# Variables in R

This notebook is a quick reference + practice space for **variables** in R: assigning values, inspecting them, and working with common container types.

## What you'll practice
- Assigning variables (`<-`, `=`) and choosing good names
- Understanding common data types in R
- Working with vectors, lists, and data frames / tibbles
- Accessing values with `[ ]`, `[[ ]]`, and `$`


## 1. Assigning variables

In R, you most often assign with `<-`.

- `x <- 3` assigns 3 to `x`
- `=` also works in most cases, but `<-` is standard in most R (makes it unambiguous from other languages like Python)


In [None]:
# Basic assignment
x <- 3
x

# `=` also works for assignment
y = 10
y

# You will also see right-assignment sometimes (less common)
5 -> z
z

# You can assign a variable another variable
zee <- z
zee

### Printing

Printing variables sends them to the 'console'. This is clearer when running a script in R studio. 

In Jupyter notebooks you can print by just typing the variable name. 

In [None]:
print(z)
z

### Naming variables

Names of variables should indicate what their trying to store.

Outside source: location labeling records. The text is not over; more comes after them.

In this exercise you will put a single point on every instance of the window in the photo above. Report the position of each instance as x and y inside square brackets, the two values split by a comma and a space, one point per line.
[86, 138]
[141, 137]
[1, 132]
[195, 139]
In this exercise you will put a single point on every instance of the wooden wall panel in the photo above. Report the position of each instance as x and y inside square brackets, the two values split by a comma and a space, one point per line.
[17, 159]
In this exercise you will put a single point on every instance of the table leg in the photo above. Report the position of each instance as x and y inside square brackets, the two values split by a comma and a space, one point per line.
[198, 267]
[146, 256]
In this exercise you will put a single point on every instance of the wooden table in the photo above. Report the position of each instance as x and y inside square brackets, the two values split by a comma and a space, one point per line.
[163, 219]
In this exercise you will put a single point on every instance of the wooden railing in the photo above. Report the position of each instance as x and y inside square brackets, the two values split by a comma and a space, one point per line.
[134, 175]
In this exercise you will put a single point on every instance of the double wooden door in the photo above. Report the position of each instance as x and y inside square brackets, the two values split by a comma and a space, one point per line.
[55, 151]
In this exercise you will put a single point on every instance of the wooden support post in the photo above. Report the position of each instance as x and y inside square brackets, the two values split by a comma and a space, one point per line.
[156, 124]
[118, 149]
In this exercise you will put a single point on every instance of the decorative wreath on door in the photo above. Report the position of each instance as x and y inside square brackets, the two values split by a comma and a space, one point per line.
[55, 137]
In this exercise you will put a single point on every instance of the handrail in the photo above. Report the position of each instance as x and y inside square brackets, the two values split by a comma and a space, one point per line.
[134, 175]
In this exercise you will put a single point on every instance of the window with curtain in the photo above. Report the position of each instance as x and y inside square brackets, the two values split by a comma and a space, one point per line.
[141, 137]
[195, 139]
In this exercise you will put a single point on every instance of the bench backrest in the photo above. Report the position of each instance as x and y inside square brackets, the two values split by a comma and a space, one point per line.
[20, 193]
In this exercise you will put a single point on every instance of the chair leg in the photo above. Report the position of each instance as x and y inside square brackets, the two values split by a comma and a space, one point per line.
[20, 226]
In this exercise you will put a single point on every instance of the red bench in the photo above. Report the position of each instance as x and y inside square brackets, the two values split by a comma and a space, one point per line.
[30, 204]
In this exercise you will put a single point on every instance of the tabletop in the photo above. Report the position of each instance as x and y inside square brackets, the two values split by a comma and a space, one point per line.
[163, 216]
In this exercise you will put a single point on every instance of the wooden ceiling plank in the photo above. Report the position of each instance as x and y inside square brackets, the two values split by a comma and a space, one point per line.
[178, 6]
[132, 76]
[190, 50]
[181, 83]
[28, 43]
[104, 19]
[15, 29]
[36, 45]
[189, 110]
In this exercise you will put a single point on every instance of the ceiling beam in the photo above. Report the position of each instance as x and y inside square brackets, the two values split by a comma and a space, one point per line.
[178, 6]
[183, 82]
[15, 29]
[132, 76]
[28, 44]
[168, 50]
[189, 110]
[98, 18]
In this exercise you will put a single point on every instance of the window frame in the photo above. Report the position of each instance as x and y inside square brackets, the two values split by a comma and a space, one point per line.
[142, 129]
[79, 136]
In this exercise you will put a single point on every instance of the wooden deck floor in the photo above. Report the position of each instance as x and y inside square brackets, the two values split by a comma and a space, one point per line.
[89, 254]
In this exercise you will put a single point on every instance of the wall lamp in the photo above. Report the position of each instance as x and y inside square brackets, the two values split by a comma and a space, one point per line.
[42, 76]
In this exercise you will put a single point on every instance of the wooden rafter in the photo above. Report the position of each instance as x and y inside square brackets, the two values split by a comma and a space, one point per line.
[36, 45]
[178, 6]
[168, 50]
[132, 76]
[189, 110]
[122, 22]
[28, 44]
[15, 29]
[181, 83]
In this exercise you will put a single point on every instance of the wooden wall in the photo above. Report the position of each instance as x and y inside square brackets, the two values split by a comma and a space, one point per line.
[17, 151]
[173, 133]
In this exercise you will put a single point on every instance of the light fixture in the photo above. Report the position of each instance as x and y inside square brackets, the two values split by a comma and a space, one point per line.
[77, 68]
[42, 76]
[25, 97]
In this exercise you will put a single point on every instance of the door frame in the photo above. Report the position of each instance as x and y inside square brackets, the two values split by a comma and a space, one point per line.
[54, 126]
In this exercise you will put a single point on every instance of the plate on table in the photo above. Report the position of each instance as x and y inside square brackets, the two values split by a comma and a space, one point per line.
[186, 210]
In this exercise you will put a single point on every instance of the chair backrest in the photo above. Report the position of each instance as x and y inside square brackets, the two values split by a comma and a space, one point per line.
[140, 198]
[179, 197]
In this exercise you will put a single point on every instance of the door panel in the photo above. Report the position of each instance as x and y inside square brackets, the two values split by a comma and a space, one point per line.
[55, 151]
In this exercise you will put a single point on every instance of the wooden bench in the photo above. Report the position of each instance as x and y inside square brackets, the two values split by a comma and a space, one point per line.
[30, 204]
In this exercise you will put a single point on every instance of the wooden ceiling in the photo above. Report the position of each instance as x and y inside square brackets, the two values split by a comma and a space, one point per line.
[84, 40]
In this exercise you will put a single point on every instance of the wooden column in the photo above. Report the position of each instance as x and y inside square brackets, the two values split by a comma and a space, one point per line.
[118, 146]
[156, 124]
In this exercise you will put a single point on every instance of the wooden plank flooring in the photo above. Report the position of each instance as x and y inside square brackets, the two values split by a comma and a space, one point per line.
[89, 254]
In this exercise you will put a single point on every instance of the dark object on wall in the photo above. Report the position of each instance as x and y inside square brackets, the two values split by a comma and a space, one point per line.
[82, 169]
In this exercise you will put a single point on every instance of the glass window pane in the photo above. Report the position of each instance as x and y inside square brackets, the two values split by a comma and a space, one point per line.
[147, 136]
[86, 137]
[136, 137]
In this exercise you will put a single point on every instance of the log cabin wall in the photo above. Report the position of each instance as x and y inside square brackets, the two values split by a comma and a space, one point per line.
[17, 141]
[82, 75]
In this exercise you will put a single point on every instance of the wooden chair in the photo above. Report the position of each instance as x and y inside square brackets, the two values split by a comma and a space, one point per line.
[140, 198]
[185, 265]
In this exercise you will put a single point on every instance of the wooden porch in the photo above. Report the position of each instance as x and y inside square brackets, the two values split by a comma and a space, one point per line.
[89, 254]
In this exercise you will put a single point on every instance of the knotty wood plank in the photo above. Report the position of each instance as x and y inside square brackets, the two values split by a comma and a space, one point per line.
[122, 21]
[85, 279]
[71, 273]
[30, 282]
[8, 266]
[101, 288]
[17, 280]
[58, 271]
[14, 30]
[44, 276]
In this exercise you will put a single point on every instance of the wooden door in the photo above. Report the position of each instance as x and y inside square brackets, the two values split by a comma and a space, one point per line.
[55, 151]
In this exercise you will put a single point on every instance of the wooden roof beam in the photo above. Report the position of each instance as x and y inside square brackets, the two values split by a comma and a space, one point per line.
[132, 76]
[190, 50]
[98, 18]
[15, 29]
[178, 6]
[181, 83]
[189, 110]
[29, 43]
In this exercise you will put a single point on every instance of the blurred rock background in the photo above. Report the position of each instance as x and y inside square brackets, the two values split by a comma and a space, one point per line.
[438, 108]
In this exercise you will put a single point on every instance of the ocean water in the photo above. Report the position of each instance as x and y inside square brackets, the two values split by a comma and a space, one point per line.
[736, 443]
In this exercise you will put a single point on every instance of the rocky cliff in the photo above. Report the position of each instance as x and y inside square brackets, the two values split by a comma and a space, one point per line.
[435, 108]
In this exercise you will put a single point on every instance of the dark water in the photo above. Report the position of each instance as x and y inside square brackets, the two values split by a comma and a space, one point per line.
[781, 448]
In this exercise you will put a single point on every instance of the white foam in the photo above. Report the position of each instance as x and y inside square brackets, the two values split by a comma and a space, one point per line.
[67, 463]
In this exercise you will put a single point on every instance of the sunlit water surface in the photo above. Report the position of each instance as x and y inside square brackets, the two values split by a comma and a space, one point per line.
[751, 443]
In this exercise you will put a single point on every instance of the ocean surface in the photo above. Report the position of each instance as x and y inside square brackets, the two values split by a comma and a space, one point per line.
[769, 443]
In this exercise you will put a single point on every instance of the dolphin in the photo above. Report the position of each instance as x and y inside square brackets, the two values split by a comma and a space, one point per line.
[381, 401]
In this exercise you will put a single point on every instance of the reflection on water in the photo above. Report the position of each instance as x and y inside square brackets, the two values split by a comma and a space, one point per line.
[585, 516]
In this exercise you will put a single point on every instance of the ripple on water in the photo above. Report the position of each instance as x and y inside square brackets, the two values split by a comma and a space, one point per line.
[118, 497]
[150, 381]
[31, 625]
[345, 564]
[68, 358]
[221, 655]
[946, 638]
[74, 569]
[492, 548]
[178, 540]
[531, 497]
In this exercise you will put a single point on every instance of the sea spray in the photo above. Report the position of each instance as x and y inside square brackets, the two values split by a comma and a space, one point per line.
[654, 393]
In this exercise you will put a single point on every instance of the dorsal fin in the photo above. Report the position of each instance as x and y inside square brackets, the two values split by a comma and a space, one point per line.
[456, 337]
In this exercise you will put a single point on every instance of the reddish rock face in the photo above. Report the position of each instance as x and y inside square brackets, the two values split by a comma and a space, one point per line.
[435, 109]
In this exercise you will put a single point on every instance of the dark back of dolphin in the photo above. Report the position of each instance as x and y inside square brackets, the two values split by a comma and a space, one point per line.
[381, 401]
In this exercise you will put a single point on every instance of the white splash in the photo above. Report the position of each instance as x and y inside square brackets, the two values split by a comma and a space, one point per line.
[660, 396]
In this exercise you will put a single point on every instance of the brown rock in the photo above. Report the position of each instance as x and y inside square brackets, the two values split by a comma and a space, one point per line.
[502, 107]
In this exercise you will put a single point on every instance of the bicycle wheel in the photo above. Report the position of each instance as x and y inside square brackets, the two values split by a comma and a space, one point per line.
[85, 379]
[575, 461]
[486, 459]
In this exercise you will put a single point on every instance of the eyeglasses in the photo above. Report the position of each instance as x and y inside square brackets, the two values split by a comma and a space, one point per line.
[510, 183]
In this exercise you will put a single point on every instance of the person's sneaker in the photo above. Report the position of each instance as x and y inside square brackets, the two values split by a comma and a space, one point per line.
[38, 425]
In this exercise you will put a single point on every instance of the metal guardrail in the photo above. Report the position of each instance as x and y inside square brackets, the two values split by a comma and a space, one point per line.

Keeping variable names concise reduces typos.

- **Variable names**:
  - Can contain: letters, numbers, `_`, `.`  
  - Cannot start with a number or `_`  
  - Case-sensitive

General conventions:
- `camelCase`, `snake_case`, and other conventions to delimit words
- Avoid using built-in names like `c`, `T`, `F`, `mean`, `data`, etc.


In [None]:
# Examples of good names
student_count <- 28
course_name <- "DATS 1001"

student_count
course_name

In [None]:
# Possible names, but avoid it:

# variable names with space (or literally whatever)
`student count` <- 58 # can be done in R but not really done in programming
`student count` # it'll mainly be useful for spreadsheets which often
                # have column names that can be anything

# . in the beginning 
.hidden_variable <- "try this in R studio and check the Environment Pane"
.hidden_variable

In [None]:
# BAD IDEA: 

# overwriting common names (don't do this)
# mean <- 5
# c <- 123

# 'mean' and 'c' are variables that hold functions in R. We'll get into more on what 'functions' are.
# For this context you can think of them like any other R object (number, text, vector, etc) that a variable talk about. 
numz <- c(1,2,3)
mean(numz)

In some programming languages (like C++) this wouldn't be allowed. This is a consequence of R being a _dynamically typed language_. 

A variable can start out as a number (or function) and end up something else by the end of the code.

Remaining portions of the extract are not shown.